Search

Wednesday, August 8, 2018

Me and My Fear


  
By Francesca Sanna



Flying Eye Books     2018
40 pages     Picture Book/Children

My love affair with Francesca Sanna, her books and her illustrations, continues with Me and my Fear. Two years ago, Sanna published the outstanding book, The Journey, about refugees beginning the journey to safety. This new book, also beautifully illustrated, finds our little girl, now an immigrant, facing her fears as she reaches a new home, a new language, a new school, and no friends. Fear becomes her constant companion, and “she” (her fear) keeps growing and growing. The character, fear, is a white blob with a face. It grows and takes up the whole room, but then shrinks as the girl learns to deal with her fear. The breakthrough comes when she makes her first friend at school.

I read Me and My Fear with my granddaughter, Adela, age 7. I did have to explain to her that the white ghost-looking blob was a representation of the idea of fear. Once that was understood, Adela felt that the book was wonderful.
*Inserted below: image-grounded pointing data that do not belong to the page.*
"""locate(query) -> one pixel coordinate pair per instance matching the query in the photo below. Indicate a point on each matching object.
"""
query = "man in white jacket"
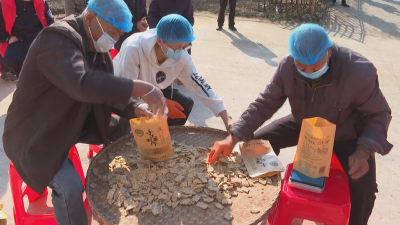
(159, 56)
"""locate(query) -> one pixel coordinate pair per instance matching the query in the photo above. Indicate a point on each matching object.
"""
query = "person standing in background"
(20, 22)
(139, 14)
(232, 12)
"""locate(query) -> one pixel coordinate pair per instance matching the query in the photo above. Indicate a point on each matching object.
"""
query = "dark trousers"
(284, 132)
(221, 16)
(67, 196)
(185, 101)
(15, 55)
(67, 185)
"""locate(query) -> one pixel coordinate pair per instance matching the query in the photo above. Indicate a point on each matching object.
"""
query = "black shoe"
(232, 28)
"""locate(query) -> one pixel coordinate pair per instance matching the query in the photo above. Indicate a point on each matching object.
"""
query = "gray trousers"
(67, 184)
(67, 196)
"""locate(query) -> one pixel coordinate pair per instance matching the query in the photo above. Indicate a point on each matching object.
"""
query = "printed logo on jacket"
(160, 77)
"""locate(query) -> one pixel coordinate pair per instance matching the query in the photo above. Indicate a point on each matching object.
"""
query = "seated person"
(323, 79)
(159, 56)
(160, 8)
(139, 13)
(74, 7)
(65, 96)
(19, 26)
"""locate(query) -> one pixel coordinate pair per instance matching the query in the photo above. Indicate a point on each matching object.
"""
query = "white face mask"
(105, 42)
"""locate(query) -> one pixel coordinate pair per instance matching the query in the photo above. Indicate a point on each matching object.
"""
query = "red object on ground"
(19, 189)
(332, 207)
(95, 149)
(113, 53)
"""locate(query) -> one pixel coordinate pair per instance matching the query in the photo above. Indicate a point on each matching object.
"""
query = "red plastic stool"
(332, 207)
(113, 53)
(19, 189)
(95, 149)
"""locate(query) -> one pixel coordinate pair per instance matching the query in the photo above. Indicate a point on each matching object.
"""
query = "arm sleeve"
(154, 14)
(64, 65)
(188, 13)
(49, 16)
(135, 18)
(69, 6)
(262, 109)
(126, 65)
(200, 88)
(129, 111)
(4, 36)
(375, 115)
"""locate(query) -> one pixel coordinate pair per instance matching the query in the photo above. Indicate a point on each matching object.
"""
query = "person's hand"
(142, 25)
(142, 110)
(358, 164)
(174, 109)
(156, 101)
(228, 121)
(221, 149)
(13, 39)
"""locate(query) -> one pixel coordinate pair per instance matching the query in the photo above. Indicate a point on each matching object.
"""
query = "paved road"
(239, 65)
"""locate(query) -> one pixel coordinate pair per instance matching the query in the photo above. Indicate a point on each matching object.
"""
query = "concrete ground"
(238, 65)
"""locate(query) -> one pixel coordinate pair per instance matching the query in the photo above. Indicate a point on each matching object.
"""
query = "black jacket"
(64, 89)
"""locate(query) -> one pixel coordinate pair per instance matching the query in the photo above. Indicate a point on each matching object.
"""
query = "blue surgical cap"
(174, 28)
(309, 43)
(115, 12)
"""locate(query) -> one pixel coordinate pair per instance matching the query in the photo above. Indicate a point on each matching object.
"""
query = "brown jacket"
(64, 88)
(348, 96)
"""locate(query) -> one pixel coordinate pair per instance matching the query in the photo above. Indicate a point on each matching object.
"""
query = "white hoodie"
(137, 60)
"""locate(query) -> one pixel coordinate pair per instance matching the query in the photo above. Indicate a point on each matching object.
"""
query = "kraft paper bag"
(315, 146)
(152, 138)
(259, 158)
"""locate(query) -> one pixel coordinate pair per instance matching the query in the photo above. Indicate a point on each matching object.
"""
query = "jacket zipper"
(313, 95)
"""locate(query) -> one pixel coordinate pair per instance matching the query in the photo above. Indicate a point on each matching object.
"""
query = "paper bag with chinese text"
(152, 138)
(259, 158)
(315, 146)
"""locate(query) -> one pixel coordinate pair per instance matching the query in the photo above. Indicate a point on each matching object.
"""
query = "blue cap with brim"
(115, 12)
(175, 28)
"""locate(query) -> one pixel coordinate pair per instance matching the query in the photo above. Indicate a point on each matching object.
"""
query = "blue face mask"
(316, 74)
(176, 55)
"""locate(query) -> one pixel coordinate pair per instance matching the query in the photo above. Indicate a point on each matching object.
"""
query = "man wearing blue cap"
(322, 79)
(65, 95)
(159, 56)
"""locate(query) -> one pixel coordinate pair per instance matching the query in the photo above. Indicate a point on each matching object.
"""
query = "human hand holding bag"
(174, 109)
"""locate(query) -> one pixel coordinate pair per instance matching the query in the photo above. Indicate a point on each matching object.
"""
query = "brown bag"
(152, 138)
(314, 150)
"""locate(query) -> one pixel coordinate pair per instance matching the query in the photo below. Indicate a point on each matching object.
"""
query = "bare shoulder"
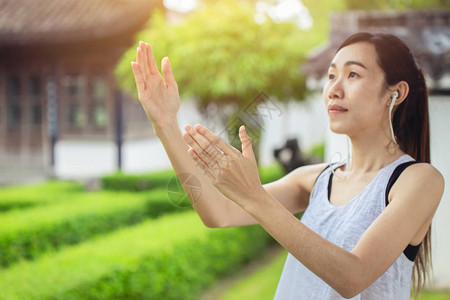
(420, 181)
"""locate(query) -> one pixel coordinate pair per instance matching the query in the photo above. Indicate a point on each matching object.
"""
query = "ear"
(402, 88)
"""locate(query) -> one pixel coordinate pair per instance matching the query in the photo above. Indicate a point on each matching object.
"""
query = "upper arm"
(414, 200)
(293, 190)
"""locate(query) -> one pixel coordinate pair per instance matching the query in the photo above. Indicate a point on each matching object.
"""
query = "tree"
(222, 57)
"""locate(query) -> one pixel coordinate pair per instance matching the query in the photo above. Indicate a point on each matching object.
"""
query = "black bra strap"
(410, 251)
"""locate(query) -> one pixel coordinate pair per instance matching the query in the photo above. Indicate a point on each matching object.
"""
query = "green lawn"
(261, 284)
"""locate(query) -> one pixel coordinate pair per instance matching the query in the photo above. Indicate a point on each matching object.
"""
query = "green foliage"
(13, 197)
(221, 55)
(173, 257)
(128, 182)
(27, 233)
(260, 285)
(397, 4)
(318, 151)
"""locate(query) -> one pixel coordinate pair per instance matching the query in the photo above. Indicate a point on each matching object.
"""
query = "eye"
(353, 75)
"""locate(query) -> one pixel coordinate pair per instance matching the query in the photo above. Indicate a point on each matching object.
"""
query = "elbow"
(350, 288)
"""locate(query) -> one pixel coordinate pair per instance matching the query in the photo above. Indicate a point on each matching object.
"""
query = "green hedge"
(29, 232)
(128, 182)
(173, 257)
(13, 197)
(121, 181)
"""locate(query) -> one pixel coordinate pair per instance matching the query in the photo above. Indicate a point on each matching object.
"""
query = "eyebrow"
(350, 62)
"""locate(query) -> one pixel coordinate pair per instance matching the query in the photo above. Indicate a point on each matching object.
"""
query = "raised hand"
(159, 98)
(233, 173)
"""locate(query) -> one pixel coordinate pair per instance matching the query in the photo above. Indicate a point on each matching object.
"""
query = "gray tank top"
(344, 225)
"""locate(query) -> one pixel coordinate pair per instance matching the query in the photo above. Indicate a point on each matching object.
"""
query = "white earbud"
(391, 107)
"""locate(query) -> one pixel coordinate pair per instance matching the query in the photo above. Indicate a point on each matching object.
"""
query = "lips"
(336, 109)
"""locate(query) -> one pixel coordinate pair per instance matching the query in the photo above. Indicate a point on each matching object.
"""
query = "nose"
(335, 90)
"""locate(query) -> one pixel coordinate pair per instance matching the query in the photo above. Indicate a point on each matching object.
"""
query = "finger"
(206, 155)
(247, 148)
(151, 59)
(142, 62)
(167, 72)
(199, 163)
(216, 141)
(204, 143)
(138, 77)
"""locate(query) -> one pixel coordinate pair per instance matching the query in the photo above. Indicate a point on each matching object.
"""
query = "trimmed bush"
(29, 232)
(174, 257)
(126, 182)
(14, 197)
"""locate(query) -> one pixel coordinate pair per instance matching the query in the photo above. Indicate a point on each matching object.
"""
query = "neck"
(371, 153)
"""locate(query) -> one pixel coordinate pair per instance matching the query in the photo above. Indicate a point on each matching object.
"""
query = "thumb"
(167, 72)
(247, 148)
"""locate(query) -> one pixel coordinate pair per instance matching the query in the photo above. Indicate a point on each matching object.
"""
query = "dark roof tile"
(24, 22)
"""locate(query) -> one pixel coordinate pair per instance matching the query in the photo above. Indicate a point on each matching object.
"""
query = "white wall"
(84, 159)
(440, 158)
(81, 159)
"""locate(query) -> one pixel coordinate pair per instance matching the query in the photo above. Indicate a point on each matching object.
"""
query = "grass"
(14, 197)
(57, 272)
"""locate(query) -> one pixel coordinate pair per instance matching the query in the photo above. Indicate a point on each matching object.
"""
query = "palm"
(160, 100)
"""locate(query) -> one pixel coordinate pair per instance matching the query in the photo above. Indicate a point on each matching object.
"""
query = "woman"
(357, 238)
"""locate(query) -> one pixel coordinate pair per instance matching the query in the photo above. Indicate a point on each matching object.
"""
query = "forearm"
(213, 207)
(336, 266)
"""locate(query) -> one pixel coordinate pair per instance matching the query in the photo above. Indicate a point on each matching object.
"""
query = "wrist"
(260, 200)
(163, 127)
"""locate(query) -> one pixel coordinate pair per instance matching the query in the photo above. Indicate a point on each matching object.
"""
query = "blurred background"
(74, 138)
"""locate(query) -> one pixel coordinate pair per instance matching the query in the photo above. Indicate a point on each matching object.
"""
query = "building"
(427, 33)
(57, 84)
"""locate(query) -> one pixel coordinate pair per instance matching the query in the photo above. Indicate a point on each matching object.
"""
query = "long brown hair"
(410, 121)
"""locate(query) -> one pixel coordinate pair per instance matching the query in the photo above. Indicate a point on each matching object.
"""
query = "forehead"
(362, 52)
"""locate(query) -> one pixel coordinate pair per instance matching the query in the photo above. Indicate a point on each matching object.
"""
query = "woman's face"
(354, 94)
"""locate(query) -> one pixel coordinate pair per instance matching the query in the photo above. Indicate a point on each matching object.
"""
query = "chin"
(336, 128)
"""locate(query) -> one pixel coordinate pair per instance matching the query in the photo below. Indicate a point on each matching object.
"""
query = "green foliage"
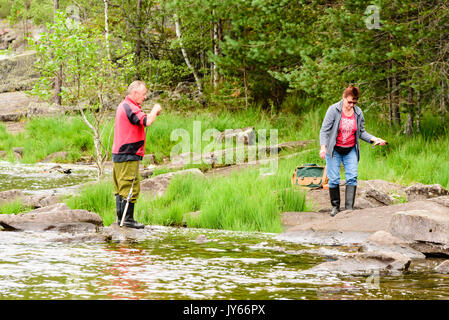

We talked some about a girl in her class who had moved to Kalamazoo from Czechoslovakia and couldn’t speak any English. We wondered if she had the same kind of fears as the little girl in the book.

I told her that one of my current fears was falling and breaking something. I said that it was a common fear for older people. “Grandma, you’re not old!” she said. But when I asked her what her fear was, she quite surprised me by saying that she was afraid that her mommy and daddy might die and leave her and her brother alone. I told her she was experiencing  a common childhood fear, but she had a big family and if something were to happen to her parents, there would be lots of people to take care of her and her brother.

I believe that Me and My Fear is a great follow-up to The Journey. I think that it has many classroom applications, and should be used in classrooms where there are immigrant and refugee children. As with my granddaughter, some great discussion can follow for individual readers and classrooms.  The Publisher’s Weekly starred review says, “this creative depiction shows how friendship, empathy, and connection can help bring the overwhelming down to size for all.”